In a recent Leadership Report, I said “Results don’t change unless work changes.”

If your business strategy isn’t explained in a way that connects people and their work to it, don’t expect much to change.

Business strategy formulation is typically about a series of long, secretive, offsite top management meetings followed by all employee meetings where PowerPoint slides outline “our plans for the coming year.”  After a few questions and answers, people shuffle out of the room and back to work. And they keep doing what they were doing before the meeting. Nothing changes.

I’m advising a client now who is doing strategy right. They know that only five to ten percent of the strategy process is about creating the strategy and that the other 95 percent is about execution—the hard, down-in-the-trenches work day after day– doing the right things precisely right.

To our client, strategy is an iterative process, a back and forth conversation among groups of people—leaders who clarify direction and the people who do the jobs every day. Everyone in the company will be able to translate the overall strategy to what they do each hour of each day. It’s exhilarating.

What are they doing?

As expected, they’re doing due diligence—identifying strengths, weaknesses, opportunities and threats, conducting deep market analyses and building action plans that align business units and corporate plans. But this is the run-of-the-mill stuff that Michael Porter, the Harvard Business School strategy gurus of gurus, would tell us all to do.

Our client is taking the process to another level, and it’s the level that will pay off most. Our client is going beyond the all-employee meeting, and connecting directly with the strategy executioners who do the work in the hallways, cubicles, offices and with the customer on the phone and in the field. They recognize that their people are confronted with decision moments every day and that each decision and the action that’s taken needs to be guided by the overarching business strategy.

What the organization says and does to communicate what’s important shapes how employees act when they’re confronted with decision moments hundreds of times every day.
Do I return a customer’s call or delay calling that customer?
Do I say ‘May I take your order?’ with a smile, or ‘May I take your order?’ with resentment?
Do I make sure everything is done in a way that best serves the customer or do I make sure that I do everything by the book?
How well we connect the strategy to employees’ decision moments and the work that needs to be performed plays a huge role in whether we execute our strategy well or poorly. It starts with making sure every person understands the financial and operating goals and how they can make those numbers go up and down.

For instance, a primary financial goal of another client we advised is operating income or OI. By explaining the details of OI and how everyone benefits when targets are met or exceeded, each employee can better understand how he or she can positively affect OI. Armed with this information, employees are equipped to change the way they do their work so it improves operating income and its many components. The company benefits as do all of the employees.

Connecting the people to the business strategy paid off for our client.

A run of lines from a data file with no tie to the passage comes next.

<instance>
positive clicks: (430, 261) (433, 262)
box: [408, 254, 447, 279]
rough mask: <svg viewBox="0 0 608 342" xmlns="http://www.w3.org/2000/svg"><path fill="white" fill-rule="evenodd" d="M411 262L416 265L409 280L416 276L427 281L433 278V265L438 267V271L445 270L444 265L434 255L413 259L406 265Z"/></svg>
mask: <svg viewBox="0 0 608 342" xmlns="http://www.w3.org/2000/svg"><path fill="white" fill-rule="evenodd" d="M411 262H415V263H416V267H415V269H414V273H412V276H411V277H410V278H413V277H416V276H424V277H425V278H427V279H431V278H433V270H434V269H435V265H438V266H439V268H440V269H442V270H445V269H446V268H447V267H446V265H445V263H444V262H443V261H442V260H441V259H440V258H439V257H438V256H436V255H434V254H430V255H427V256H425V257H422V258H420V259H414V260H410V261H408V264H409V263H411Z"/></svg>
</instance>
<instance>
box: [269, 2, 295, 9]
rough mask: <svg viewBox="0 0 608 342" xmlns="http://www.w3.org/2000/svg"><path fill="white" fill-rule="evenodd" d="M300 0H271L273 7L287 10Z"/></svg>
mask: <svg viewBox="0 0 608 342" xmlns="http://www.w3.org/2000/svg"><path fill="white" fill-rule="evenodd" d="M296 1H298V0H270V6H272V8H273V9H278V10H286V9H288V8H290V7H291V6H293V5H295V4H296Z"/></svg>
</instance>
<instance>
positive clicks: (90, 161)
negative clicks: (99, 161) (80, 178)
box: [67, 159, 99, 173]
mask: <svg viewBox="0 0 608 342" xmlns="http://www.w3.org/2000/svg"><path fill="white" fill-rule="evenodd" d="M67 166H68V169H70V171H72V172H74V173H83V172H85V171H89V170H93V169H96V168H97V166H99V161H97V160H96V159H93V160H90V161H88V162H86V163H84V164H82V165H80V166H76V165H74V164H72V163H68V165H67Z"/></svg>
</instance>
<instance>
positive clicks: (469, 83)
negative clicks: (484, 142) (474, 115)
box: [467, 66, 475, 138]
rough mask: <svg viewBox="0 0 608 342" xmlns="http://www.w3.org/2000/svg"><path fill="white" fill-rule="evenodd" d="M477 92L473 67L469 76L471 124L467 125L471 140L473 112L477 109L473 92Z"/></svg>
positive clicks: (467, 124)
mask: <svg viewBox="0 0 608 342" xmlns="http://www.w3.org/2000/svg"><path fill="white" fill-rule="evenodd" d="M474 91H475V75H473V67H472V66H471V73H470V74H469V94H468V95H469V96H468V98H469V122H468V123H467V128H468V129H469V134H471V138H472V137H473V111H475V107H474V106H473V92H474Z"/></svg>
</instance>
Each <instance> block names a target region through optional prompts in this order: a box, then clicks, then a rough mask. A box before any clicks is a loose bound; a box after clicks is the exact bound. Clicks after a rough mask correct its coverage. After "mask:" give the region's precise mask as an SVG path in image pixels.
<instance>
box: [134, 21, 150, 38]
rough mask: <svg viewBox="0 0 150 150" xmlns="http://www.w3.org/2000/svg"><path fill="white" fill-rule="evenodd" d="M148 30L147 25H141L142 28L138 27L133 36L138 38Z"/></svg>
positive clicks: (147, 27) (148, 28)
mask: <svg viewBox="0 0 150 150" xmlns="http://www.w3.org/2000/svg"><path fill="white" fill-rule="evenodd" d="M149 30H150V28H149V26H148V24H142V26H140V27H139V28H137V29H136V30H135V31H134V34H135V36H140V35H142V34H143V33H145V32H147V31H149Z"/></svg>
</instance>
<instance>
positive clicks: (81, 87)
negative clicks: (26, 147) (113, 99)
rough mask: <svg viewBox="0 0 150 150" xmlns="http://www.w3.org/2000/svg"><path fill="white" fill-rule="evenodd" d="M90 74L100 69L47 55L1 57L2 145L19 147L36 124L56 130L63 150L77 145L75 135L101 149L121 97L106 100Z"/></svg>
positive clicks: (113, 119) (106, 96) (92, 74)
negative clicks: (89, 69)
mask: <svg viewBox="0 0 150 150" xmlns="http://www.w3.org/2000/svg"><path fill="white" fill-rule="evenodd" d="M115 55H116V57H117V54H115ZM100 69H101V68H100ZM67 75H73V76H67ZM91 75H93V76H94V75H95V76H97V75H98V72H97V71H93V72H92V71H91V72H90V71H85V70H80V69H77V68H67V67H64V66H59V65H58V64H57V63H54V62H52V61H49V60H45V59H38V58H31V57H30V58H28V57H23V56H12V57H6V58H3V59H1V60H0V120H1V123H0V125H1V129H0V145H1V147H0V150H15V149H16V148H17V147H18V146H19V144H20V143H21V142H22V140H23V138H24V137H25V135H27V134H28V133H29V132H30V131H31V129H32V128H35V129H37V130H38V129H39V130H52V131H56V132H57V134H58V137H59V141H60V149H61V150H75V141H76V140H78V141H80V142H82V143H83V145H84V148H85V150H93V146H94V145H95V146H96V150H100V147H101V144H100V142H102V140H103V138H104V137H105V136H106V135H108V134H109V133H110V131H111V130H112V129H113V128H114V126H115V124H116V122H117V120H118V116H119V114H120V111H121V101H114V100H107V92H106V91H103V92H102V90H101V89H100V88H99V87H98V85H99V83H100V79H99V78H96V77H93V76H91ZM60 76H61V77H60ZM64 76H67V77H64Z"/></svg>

Overall productivity went up 7 percent.
The ROI for there whole effort was 1,148 percent.
Total cycle time improved by 31 percent.
Inventory turns improved by 18 per cent.
Safety went from 13 recordable accidents in one year to zero recordable accidents in the next year.
So as you build and implement your business strategy, remember that no strategy is really executed in an all-employee meeting. It’s what’s done after those meetings — in the cubicles, hallways and field with customers — that determines average or excellent execution.